Da muss Struktur rein

Quelle: 
Neue Westfälische, Gütersloher zeitung, 27.07.2013

INTERVIEW: Ben Hensdiek, Carsten Huhn und Matthias Kirchhoff wollen die Weberei

Gütersloh. Matthias Kirchhoff, Ben Hensdiek und Carsten Huhn haben in der Bewerbung um die Trägerschaft der Weberei gute Karten. Alle drei sind Geschäftsführer florierender Firmen, haben einflussreiche Persönlichkeiten an ihrer Seite und sind auf das Wohlwollen der Entscheidungsträger bedacht. Im Gegensatz zu ihren Mitbewerbern Norbert Morkes (BfG), der vielen als Totengräber des Theaters gilt und der den Grünen nahestehende Matthias Markstedt (Wapelbad), der sich noch nie einen Maulkorb anlegen ließ. NW- Mitarbeiterin Anette Isringhausen sprach mit dem Trio über ihr Weberei-Konzept. 

Wie kommen Sie dazu, sich als Geschäftsführer gut gehender Firmen, einen solchen Klotz ans Bein zu binden? Die Weberei ging zweimal in Insolvenz, hat ein schlechtes Image und gilt in Gütersloh als heißes Eisen.

MATTHIAS KIRCHHOFF: Wir beobachten die Weberei schon lange und sind zu dem Schluss gekommen, dass dort seit 30 Jahren immer das gleiche Konzept gefahren wurde. So funktioniert das nicht mehr.

Was meinen Sie mit überholtem Konzept?

KIRCHHOFF: Die Weberei hat eine Gastronomie der etwas anderen Art, die Live-Events und die soziokulturellen Angebote. Wir glauben, dass das in unserer schnelllebigen Zeit nicht mehr ausreicht.Bei den Jugendlichen dreht sich alles um Social Media. Ein soziokulturelles Zentrum muss dies aufgreifen. Das ist bisher nicht passiert. Es gibt gerade im soziokulturellen Bereich viele Dinge, die in der Weberei sehr gut funktionieren, aber man muss sich auch weiterentwickeln.

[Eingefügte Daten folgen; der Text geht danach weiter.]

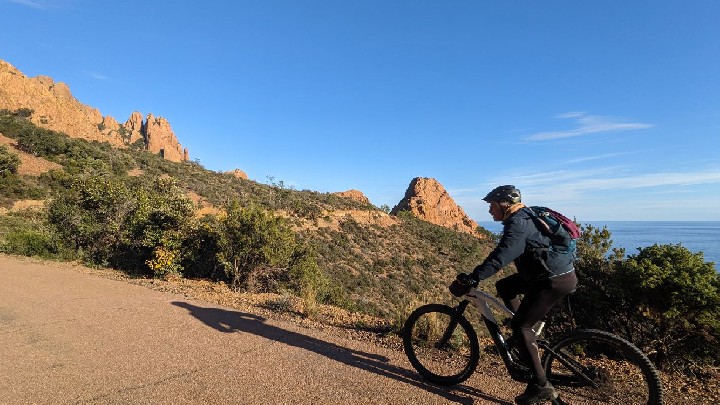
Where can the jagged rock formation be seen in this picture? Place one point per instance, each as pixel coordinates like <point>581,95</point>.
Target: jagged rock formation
<point>427,199</point>
<point>356,195</point>
<point>55,108</point>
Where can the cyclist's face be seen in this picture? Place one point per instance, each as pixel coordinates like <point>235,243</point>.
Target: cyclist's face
<point>496,211</point>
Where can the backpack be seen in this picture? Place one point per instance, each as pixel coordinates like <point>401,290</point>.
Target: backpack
<point>561,230</point>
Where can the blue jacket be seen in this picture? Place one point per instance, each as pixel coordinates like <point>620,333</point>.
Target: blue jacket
<point>523,244</point>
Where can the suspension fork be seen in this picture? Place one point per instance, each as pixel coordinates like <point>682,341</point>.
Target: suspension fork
<point>457,313</point>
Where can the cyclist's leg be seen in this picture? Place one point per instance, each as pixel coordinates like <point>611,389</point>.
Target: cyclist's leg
<point>535,304</point>
<point>509,288</point>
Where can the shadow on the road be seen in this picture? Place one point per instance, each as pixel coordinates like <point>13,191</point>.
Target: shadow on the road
<point>235,321</point>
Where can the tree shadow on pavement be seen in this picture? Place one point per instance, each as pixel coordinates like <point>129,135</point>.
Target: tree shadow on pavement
<point>228,321</point>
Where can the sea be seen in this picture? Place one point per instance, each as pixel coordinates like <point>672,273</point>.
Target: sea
<point>696,236</point>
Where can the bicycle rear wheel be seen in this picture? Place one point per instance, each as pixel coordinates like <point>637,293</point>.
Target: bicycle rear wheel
<point>598,367</point>
<point>441,346</point>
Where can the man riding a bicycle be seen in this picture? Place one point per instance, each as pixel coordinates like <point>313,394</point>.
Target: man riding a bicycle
<point>544,277</point>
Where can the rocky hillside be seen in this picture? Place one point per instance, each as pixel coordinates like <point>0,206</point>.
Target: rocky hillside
<point>428,200</point>
<point>54,107</point>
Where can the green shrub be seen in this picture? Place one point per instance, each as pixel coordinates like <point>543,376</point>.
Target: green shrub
<point>9,162</point>
<point>120,222</point>
<point>253,239</point>
<point>671,302</point>
<point>665,299</point>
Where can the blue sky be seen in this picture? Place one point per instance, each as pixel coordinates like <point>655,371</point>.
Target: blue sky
<point>602,110</point>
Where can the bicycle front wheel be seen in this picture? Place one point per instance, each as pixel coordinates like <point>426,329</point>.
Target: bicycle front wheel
<point>598,367</point>
<point>441,346</point>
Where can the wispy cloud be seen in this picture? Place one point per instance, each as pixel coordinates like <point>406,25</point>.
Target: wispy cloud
<point>597,157</point>
<point>97,76</point>
<point>587,124</point>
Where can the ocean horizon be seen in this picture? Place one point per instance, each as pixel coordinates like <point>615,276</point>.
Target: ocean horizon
<point>696,236</point>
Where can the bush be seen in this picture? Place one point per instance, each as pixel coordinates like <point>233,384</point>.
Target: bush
<point>665,299</point>
<point>9,162</point>
<point>671,302</point>
<point>251,239</point>
<point>126,223</point>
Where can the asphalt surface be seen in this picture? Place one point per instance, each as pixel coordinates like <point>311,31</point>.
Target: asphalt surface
<point>70,337</point>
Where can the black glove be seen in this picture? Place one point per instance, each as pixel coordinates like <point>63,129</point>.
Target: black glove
<point>467,279</point>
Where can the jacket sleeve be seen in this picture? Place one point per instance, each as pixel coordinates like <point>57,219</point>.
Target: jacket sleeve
<point>511,246</point>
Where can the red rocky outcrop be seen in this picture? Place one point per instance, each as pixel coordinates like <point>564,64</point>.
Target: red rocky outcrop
<point>427,199</point>
<point>55,108</point>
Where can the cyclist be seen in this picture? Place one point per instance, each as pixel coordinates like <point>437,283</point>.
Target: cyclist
<point>544,277</point>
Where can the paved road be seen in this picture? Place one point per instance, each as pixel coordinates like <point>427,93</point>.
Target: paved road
<point>70,337</point>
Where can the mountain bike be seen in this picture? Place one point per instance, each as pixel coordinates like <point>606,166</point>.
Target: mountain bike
<point>584,365</point>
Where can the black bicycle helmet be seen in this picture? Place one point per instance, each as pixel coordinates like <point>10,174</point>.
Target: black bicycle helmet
<point>507,193</point>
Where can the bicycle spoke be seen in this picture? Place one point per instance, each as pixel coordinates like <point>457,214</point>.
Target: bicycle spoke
<point>601,368</point>
<point>443,350</point>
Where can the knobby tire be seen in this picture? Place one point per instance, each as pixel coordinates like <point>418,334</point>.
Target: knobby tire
<point>614,371</point>
<point>450,364</point>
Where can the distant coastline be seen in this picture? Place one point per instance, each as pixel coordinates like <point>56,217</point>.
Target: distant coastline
<point>697,236</point>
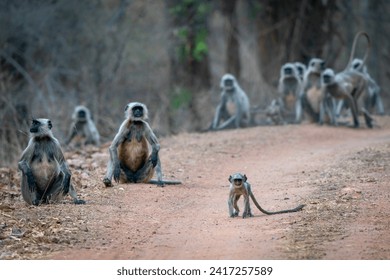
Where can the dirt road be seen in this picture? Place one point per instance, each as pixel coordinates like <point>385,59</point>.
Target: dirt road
<point>340,174</point>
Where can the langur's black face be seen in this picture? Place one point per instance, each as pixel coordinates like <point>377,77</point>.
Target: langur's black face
<point>288,71</point>
<point>228,83</point>
<point>327,79</point>
<point>138,112</point>
<point>356,65</point>
<point>35,126</point>
<point>237,182</point>
<point>81,114</point>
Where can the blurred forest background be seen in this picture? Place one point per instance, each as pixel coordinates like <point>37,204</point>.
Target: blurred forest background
<point>168,54</point>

Hat die Weberei die Jugend nicht eingebunden?

CARSTEN HUHN: Man muss sagen, es gab kein Konzept.

Sie glauben also nicht, wie Matthias Markstedt, die Weberei wäre, wenn man an zwei Schrauben dreht, ein Selbstläufer?

HUHN: Nein, das reicht nicht. KIRCHHOFF: Wenn man junge Leute zwischen 25 und 28 Jahren fragt, fährt ein Großteil von ihnen nach Bielefeld, weil er der Meinung ist, es gibt hier keine Angebote. Diese Lücke muss ein soziokulturelles Zentrum füllen können.

Sie sind aber auch nicht mehr der Jüngste. Wissen Sie denn, was die Jugend erwartet?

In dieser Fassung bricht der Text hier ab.